Biomedical research community
We will generate and make publically available, single cell omics data which will impact researchers in the fields of endometriosis, macrophage biology and other inflammatory conditions. Endometriosis is associated with a number of co-morbidities e.g. IBS and CV disease, the impact of our research may also extend to researchers working in these fields. We are using a novel in-house mouse model that will be adapted and humanized to answer particular questions. These preclinical platforms will be available for the biomed community to use. In the past, we have trained students and postdocs to implement the model. The platform has already been taken up by others and we expect the same will occur with new adaptations. We will collect biopsies from endometriosis patients, under internationally-recognised EPHect guidelines, which will be used for our own related research locally, as well as for collaboratve research with other EPHect registered academic centres worldwide.

Policy makers
AWH and PTKS were members of the Steering Group for the Endometriosis Priority Setting Partnership managed under the auspices of the James Lind Alliance run by NIHR. The results were published in the Lancet, highlighted in a BMJ editorial and covered in the national press. The top two priorities stemming from the project were 1) Can a cure be developed for endometriosis? 2) What causes endometriosis? In the current and follow-up proposals, we will be addressing both these research priorities.

Commercial sector
The research will inform the design of a future immunotherapy for endometriosis. IP generated during the project will be protected and we will seek to attract collaborative input from Industry for the development of a therapy. We will collaborate with nanostringTM through their Technology Access Program to implement digital spatial profiling on human biopsies.
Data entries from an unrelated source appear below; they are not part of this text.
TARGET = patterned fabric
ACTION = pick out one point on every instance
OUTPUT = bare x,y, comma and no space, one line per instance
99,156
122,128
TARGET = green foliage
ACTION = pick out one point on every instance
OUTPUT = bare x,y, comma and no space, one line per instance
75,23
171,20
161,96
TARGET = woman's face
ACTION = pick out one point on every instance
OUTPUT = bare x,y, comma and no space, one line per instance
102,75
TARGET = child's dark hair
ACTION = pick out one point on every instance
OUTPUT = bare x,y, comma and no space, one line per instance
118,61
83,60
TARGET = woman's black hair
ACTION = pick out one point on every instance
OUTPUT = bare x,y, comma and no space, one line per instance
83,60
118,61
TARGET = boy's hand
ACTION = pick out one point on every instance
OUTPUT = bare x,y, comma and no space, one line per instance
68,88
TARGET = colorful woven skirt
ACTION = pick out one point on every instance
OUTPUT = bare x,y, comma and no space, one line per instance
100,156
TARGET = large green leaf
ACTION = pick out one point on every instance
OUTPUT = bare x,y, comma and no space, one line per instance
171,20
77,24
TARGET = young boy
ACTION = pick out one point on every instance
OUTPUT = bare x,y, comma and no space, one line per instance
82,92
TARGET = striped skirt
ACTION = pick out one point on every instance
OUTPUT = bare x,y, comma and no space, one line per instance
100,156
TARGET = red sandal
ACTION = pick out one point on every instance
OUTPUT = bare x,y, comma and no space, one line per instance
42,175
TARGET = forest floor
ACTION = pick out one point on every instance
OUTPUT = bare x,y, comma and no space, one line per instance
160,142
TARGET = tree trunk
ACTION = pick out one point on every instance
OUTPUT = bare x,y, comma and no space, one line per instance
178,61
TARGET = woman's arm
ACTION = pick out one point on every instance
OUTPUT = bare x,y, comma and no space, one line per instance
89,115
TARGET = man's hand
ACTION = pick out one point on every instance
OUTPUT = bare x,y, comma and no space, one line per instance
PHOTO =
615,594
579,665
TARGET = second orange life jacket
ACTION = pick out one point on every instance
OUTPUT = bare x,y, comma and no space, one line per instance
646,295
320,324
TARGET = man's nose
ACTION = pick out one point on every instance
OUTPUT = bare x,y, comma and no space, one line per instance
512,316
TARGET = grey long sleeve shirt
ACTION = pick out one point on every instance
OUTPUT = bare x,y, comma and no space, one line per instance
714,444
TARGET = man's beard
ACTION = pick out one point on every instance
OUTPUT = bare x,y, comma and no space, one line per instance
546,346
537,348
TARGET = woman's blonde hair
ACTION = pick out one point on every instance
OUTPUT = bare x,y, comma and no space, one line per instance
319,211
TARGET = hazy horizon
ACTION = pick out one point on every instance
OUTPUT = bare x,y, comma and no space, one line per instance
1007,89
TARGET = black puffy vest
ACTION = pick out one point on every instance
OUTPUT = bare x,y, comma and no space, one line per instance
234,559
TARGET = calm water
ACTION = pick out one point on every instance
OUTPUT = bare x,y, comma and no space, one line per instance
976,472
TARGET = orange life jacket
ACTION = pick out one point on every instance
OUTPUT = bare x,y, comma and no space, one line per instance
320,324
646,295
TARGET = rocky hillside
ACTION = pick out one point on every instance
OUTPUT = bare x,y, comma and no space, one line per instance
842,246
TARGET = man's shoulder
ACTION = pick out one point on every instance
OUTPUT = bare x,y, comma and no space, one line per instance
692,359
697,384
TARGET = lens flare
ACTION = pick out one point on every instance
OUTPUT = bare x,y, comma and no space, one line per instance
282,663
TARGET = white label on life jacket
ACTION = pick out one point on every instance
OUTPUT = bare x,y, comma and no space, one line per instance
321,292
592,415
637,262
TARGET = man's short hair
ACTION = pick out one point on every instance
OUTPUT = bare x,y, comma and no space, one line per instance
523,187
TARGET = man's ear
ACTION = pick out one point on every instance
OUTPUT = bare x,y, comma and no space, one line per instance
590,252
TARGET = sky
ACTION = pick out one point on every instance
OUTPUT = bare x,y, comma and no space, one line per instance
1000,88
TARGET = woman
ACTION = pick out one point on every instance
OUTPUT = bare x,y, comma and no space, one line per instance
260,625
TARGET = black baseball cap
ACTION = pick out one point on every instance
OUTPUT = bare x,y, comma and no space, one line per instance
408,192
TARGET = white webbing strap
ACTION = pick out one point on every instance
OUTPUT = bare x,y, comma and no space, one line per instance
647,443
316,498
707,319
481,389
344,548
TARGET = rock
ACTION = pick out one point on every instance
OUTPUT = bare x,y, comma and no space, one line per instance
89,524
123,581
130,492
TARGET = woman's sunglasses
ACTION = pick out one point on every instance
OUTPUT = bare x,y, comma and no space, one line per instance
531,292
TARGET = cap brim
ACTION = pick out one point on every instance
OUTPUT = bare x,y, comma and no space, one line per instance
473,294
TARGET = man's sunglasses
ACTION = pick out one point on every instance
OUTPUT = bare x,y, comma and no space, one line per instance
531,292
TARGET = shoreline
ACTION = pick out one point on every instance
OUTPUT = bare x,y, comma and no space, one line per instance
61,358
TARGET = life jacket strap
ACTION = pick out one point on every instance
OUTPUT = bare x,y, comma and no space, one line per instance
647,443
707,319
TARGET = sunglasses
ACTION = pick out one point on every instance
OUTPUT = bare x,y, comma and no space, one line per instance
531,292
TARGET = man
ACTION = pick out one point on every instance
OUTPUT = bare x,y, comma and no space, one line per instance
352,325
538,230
Training and capacity building
The research will allow the postdoc to gain experience in using a mouse model, lineage tracing, scRNA-Seq and bioinformatics. The technician will learn skills in animal handling, surgery and histological analysis. The postdoc will gain experience in presenting / defending their research at national / international conferences and contributing to public engagement. Students will have the opportunity to work on the project; the junior academics will gain hands on lab experience and mentoring and the postdoc will develop supervisory and teaching skills.

Public and wider society
We will engage the public at all stages of the research. This will enhance our ability in communicating our research and may lead to new ideas. By publically sharing our research we will generate informed citizens that understand endometriosis, increasing awareness. Engagement with the public will foster transparency for the science that the UK tax payers fund. We also hope to inspire the next generation of scientists.